蔓兒送那封信的時候,宋澤還不是太子的人呢,所以她這點還是放心的。
何況,她相信宋澤肯定是幫她送了信的。
宋澤看著她,目光毫無躲閃:“趙女醫,九皇子一到燕京就進宮面圣,緊接著就是安貴妃的事,至今他與我尚未聯系。”

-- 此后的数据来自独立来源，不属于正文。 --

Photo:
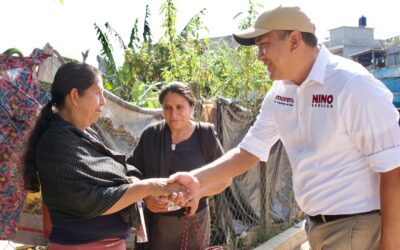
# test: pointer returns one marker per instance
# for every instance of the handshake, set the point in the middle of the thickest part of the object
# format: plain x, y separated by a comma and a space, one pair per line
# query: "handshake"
180, 190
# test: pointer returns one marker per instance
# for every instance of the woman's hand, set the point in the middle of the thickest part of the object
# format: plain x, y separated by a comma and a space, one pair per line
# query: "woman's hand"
160, 187
157, 204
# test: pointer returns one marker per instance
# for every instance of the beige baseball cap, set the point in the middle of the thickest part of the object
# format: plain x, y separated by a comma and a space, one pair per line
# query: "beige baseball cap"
281, 18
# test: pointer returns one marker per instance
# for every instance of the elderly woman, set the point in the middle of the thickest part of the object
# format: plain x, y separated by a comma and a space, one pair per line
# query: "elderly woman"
84, 184
177, 144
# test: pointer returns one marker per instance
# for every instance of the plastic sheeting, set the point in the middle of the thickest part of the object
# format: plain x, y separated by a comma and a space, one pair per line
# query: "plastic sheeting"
262, 195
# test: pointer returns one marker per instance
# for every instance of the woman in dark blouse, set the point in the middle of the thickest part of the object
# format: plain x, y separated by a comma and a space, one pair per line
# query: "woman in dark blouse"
176, 144
84, 184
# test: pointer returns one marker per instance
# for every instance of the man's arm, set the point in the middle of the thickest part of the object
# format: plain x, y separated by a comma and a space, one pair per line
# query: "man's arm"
390, 205
235, 162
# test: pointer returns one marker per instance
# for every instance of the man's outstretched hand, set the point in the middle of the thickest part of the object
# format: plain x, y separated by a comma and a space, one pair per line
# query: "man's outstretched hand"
191, 183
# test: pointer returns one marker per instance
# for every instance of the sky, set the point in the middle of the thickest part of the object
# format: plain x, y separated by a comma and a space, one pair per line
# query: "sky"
68, 27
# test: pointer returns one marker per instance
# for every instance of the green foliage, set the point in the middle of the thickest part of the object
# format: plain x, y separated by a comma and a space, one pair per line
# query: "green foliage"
226, 72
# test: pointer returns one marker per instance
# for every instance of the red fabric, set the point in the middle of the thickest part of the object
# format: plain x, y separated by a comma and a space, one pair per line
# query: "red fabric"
106, 244
21, 97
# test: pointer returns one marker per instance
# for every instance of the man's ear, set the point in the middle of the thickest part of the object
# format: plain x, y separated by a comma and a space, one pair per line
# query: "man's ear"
295, 40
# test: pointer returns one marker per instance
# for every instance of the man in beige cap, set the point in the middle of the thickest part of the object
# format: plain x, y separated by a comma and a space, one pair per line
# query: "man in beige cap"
340, 130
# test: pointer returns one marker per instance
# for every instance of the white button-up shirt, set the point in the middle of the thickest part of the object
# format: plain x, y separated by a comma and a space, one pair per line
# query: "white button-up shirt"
339, 128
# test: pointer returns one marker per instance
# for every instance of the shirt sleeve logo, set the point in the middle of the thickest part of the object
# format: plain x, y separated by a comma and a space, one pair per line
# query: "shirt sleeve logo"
322, 101
284, 100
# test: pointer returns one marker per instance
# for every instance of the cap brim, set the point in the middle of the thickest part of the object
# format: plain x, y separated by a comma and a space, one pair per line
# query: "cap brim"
248, 37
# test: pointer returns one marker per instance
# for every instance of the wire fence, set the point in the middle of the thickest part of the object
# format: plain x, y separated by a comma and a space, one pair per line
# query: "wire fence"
257, 205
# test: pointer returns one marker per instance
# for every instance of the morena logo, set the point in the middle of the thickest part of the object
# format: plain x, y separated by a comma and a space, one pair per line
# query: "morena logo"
322, 101
284, 100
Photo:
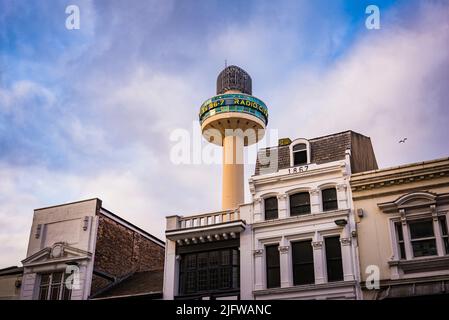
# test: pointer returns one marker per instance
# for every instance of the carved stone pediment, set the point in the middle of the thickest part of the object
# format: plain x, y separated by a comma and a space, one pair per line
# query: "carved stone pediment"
60, 251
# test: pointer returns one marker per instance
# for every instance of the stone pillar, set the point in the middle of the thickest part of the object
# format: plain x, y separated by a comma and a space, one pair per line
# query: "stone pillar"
282, 206
171, 270
259, 270
342, 198
318, 260
315, 201
437, 229
258, 210
285, 264
346, 256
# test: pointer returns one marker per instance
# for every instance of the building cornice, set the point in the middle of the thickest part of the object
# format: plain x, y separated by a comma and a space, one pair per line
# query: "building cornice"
302, 218
400, 175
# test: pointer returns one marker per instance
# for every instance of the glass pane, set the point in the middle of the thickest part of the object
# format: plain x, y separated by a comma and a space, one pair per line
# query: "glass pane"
402, 250
303, 268
272, 264
202, 280
271, 208
202, 260
43, 292
446, 244
271, 203
333, 259
54, 292
299, 157
299, 203
66, 294
399, 231
424, 248
299, 146
56, 278
45, 279
421, 229
443, 225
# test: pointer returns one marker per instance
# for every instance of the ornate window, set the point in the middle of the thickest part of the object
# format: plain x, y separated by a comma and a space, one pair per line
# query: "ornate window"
210, 270
334, 260
271, 208
299, 152
419, 225
302, 258
53, 286
273, 266
329, 198
299, 203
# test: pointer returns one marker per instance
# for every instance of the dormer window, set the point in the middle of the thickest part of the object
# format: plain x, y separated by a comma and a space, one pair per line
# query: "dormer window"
299, 152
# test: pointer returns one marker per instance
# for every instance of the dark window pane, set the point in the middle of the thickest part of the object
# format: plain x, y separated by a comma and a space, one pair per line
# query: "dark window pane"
421, 229
271, 208
54, 292
424, 248
202, 280
399, 231
401, 243
211, 270
43, 292
299, 146
443, 225
302, 256
273, 266
299, 157
333, 259
299, 203
329, 199
45, 279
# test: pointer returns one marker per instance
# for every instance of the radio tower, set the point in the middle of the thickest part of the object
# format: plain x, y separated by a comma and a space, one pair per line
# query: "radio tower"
233, 119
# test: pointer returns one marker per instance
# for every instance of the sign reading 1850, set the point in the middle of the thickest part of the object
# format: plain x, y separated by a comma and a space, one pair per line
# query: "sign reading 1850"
234, 103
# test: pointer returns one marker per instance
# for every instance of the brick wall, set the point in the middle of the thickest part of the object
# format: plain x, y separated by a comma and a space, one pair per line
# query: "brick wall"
121, 251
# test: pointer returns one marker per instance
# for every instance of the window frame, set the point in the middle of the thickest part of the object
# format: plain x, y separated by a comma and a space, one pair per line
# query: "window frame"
276, 267
413, 217
307, 149
265, 207
299, 192
323, 202
295, 280
62, 289
333, 259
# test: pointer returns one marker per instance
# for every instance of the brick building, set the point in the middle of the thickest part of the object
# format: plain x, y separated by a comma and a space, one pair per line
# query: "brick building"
86, 244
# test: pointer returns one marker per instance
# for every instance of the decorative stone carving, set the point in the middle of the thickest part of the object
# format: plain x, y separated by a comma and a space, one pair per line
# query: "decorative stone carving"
283, 249
282, 196
317, 245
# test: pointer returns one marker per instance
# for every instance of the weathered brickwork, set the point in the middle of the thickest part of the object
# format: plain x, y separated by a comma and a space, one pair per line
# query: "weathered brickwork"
121, 251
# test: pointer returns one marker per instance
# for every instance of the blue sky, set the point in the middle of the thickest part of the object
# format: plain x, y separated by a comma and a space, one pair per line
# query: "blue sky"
88, 113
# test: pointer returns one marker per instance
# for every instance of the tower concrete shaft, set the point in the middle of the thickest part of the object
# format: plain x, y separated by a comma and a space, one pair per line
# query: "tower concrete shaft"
233, 172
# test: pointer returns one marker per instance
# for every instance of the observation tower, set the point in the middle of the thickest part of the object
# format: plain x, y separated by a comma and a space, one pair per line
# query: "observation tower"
233, 119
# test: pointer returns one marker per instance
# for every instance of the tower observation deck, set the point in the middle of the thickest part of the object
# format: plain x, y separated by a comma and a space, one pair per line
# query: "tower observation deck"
233, 119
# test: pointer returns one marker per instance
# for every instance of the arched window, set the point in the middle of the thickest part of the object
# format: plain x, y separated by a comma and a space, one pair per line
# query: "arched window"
271, 208
299, 154
299, 203
329, 197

蔓兒的眼睛一下就熄滅了期待的星光,九皇子真想要她小命啊,那她出去還能安全么。
她遲疑著看向太子:“殿下,那個……我遲兩日再搬,嘿嘿。”
她得先打聽打聽情況,還要跟銘遠商量一下。
“趙女醫不用急著走。”太子眉目如畫,“先前你口中的典籍,我已經派人查過,是一本利國利民的要術之書,你還是繼續寫下去吧。”
蔓兒小表情一僵。
就是說,還是不讓自己走唄。
“殿下,臣出宮也能給你寫呀,現在臣有太醫的身份,也不能插雙翅膀跑了啊……”
蔓兒氣鼓鼓的,肉眼可見的臉蛋都氣紅了。
然而太子卻好像看不見似的:“怕是不插翅膀你也能跑出去,你說不是么,趙女醫?”
蔓兒愣住,她是想著,真要是走不了,就讓銘遠救自己走的。
可,太子是怎么知道自己還能出去的!
蔓兒心中有什么一閃而過。
蔓兒平日是大大咧咧的,可畢竟是個女人,心細的地方也很多。
此時想想,當初孔狄說的,讓自己去問賀銘遠為什么自己被抓。
又為何太子對她態度如此奇怪,壓根就不打算放她走。
難道,他是想憑借自己來要挾銘遠?
蔓兒感覺自己好像打開了潘多拉魔盒,無數的細節一股腦涌入了腦海。
她站在兩個男人身前,本來就小小一只,這會表情迷茫,顯得更像一只無辜的動物幼崽。
宋澤看了一眼太子:“殿下,趙女醫與安惠王爺是故交,亦是受過趙女醫救命之恩,無論如何,不會取趙女醫性命。”
蔓兒陡然被一提醒,又高興了。
對啊,她差點被太子給繞進去了。
不管如何,她救過九皇子和他側妃的命,他就算怪自己,也只可能不再往來,應該不會痛下殺手……
賀銘遠那事,看來她得好好想想到底是怎么回事了。
這男人不肯跟她透露一點風聲,蔓兒總覺得心里不爽,想痛扁他。但再怎么痛扁,那也是自己男人,要過一輩子的,他們倆之間能有什么過不去的坎呢。
李承宴意味頗深看向宋澤:“宋大人仿佛對趙女醫格外不同,對待其他女人,你總是冷冰冰的。”
蔓兒此時此刻已經認定了太子滿肚子壞水兒,怎么可能順著她說話。
硬釘子她不敢來,她軟釘子還不行。
“殿下,臣還以為是臣天資卓越,讓太子對臣也與眾不同,讓他人誤會。”
跟李承宴主動示愛的女人不少,不喜他性格的也不少,像她這樣大膽還諷刺的還是第一個。偏偏,她這話說的讓人挑不出刺來。
李承宴的確對她和對東宮的那些女人不同,畢竟平日里他待所有女人都是冷若冰霜,大家都一樣,那沒什么好說的,結果這會大家發現,太子也會對女人笑,也會跟女人多說話,那就不一樣了。
憑什么被太子獨特對待的人不是她們。
“誤會?若本太子說,不是誤會呢?”李承宴反問。